The EFCR is intended to be used under direct control of its possessor. The use of an EFCR for a public use is out of considered scope.

A.CERTIFIED_EFCRA

In secure mode, the EFCR is intended to be used with certified EFCR applications. A certified (signed) EFCRA is assumed to be secure at download.

A.TRUSTED_FIRMWARE

The EFCR firmware is secure at installation. EFCR firmware is assumed to be secure at first-time installation.

A.USER_EDUCATION

End-users are informed of proper use and of their responsibilities when using the EFCR.

5.1.3 Other environment

A.DEVT_POLICY

All actors managing EFCR and EFCRA issue and maintain a written procedure which describes their security rules, and apply it in the design environment.

35 CWA 14722-3:2004 (E)

A.PROD_POLICY

The manufacturer issues and maintains a written procedure which describes the security rules, and applies it in the production environment.

A.OPERATING_POLICY

The device operators along with the application providers issue and maintain a written procedure which describes the security rules, and applies it in the operating environment.

A.EXTERNAL_KEYS

All actors generating and/or managing cryptographic keys ensure their protection at all times.

5.2 Security Requirements

This clause presents the security functional requirements which were defined by the Embedded FINREAD Risk Analysis.

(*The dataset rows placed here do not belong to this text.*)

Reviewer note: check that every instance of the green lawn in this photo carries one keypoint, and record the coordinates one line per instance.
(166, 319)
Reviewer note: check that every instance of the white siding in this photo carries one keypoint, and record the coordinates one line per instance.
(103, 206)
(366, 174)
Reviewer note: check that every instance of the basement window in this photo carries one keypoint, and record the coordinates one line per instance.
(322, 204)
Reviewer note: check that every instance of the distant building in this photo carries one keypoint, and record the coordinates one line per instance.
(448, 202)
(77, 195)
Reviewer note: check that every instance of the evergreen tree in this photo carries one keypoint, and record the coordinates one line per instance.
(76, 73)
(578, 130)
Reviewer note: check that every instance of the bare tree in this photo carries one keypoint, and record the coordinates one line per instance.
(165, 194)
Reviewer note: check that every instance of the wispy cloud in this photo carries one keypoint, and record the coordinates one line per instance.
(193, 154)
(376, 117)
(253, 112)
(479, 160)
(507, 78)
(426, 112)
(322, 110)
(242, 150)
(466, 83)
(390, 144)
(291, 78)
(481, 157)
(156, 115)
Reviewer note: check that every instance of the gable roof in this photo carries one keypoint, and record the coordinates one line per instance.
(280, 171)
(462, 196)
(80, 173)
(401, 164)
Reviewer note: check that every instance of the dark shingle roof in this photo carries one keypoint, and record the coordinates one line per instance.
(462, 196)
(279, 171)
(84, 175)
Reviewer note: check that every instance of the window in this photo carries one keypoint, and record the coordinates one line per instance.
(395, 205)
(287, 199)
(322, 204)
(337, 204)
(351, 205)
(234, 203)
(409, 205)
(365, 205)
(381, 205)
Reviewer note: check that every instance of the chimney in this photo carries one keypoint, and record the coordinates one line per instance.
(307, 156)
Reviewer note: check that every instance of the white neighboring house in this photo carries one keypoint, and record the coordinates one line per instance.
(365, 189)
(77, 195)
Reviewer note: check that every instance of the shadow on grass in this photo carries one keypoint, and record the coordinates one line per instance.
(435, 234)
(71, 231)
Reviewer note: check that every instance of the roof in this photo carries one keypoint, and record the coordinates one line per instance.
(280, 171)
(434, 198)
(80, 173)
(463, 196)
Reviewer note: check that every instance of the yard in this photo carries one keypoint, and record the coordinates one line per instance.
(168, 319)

These requirements are split into the following categories :

 security requirements for the EFCR ;

 security requirements for its environment, some of which can be related to organisational security policies (OSP), and other need to be refined in security measures.

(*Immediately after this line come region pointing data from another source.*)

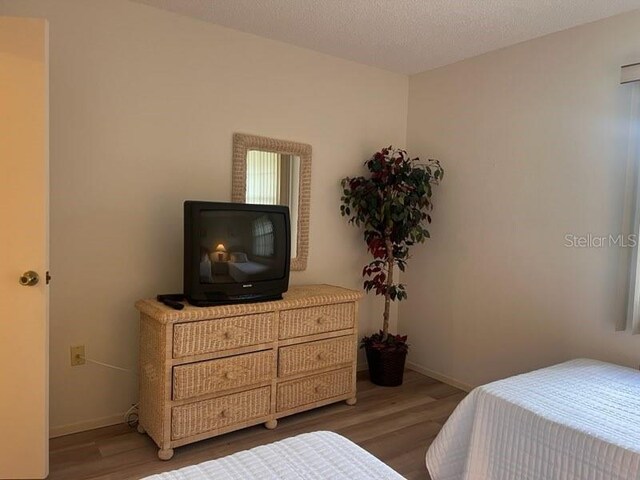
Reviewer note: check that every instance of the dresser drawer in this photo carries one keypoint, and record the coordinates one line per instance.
(307, 357)
(211, 376)
(208, 415)
(325, 318)
(308, 390)
(195, 338)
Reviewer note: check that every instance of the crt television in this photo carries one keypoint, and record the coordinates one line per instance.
(235, 252)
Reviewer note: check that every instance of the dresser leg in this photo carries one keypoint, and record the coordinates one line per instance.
(165, 453)
(271, 424)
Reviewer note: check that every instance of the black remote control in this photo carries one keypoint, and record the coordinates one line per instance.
(171, 302)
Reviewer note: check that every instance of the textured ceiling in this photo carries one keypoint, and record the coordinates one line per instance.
(406, 36)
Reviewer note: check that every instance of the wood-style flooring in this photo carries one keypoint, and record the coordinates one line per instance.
(395, 424)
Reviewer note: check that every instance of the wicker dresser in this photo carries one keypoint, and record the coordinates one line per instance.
(208, 371)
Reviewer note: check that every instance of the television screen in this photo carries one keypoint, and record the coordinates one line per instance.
(241, 246)
(235, 252)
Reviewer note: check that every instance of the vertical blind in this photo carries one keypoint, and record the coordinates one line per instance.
(263, 177)
(631, 75)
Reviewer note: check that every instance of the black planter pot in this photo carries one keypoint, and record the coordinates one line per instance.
(386, 367)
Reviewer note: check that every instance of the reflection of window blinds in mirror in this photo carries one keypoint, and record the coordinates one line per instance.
(630, 73)
(263, 178)
(293, 203)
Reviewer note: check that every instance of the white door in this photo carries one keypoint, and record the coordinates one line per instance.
(24, 180)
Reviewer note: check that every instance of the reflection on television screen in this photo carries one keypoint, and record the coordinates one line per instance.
(241, 246)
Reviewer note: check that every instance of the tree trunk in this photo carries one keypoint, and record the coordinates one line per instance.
(387, 297)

As indicated for each security requirement, implementation may either be specified by this document or outside of the scope of this CWA.

5.2.1 EFCR Security Functional Requirements

The following set of Security Functional requirements shall be fulfilled.

5.2.1.1 EFCR related requirements

SR_EFCR_Unique_ID

The EFCR shall provide a unique identification number for itself or for the EFD to which it is inseparably joined. Implementation : shall be compliant with industry conventions

SR_Keypad_NoLeakage

The EFCR shall not allow disclosure by audible feedback from the keypad. Implementation: vendor-dependent

5.2.1.2 Firmware related requirements

SR_Firmware_Integrity_Verification

During use stage, the EFCR shall be able to verify the integrity of firmware extensions or updates, after downloading and before installation. This requirement also applies to all native code applications. Implementation : vendor-dependent; cryptographic mechanisms and related security parameters such as key lengths shall conform to cryptographic standards suitable for high strength of function.

SR_Firmware_Authenticity_Verification

36 CWA 14722-3:2004 (E)

During use stage, the EFCR shall be able to verify the authenticity of firmware extensions or updates, after downloading and before installation. This requirement also applies to all native code applications.

Implementation : vendor-dependent; cryptographic mechanisms and related security parameters such as key lengths shall conform to current cryptographic standards suitable for high strength of function.

SR_Firmware_Integrity_Protection

The EFCR shall not allow firmware operation when code or permanent data modification of related parts of the firmware have been detected. Firmware integrity check shall be performed at least between reset and code use. This requirement also applies to all native code applications.